Hey admin colleagues
1) Do you run CEPH?
2) If so, do you have a SSD backed pool?
3) Do you use this pool for RBD images?
If you've answered all three with yes, do you run fstrim inside these RBD devices? (If yes please leave a comment so we can maybe reach out to you.) If you don't do it for a reason please leave a comment.
@ops yep, but also when I still had HDDs below, as fstrim on an rbd image reduces the number of objects in use - thin provisioning and stuff
Discard for the SSDs below is issued by bluestore already
@LittleFox the performance with HDDs here was too bad and HDDs to cheap.

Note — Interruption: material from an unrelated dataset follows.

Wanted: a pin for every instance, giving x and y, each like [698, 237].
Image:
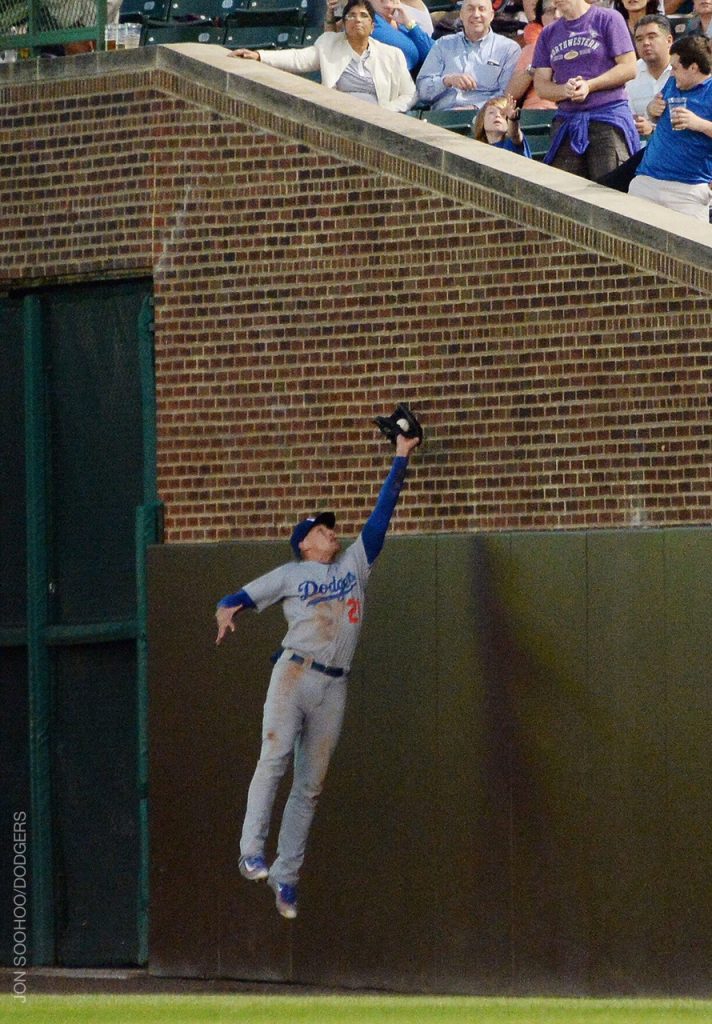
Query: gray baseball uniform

Do you see major performance issues during the fstrim run on your VMs? How big is your cluster?
@ops the fstrim operation takes some time (at most around a minute per image), but that's mostly due to that only being half-automated and not run very frequently
For the few volumes with automated fstrim, I don't see any performance problems so far - but mostly use these volumes as k8s PVs, not disks for virtual machines, so they don't serve an OS but only the application itself
@LittleFox how big are these images? A minute is quite short if I look at our timings. Could you tell something about the number of OSDs and the current write rate in IOPS across the pool?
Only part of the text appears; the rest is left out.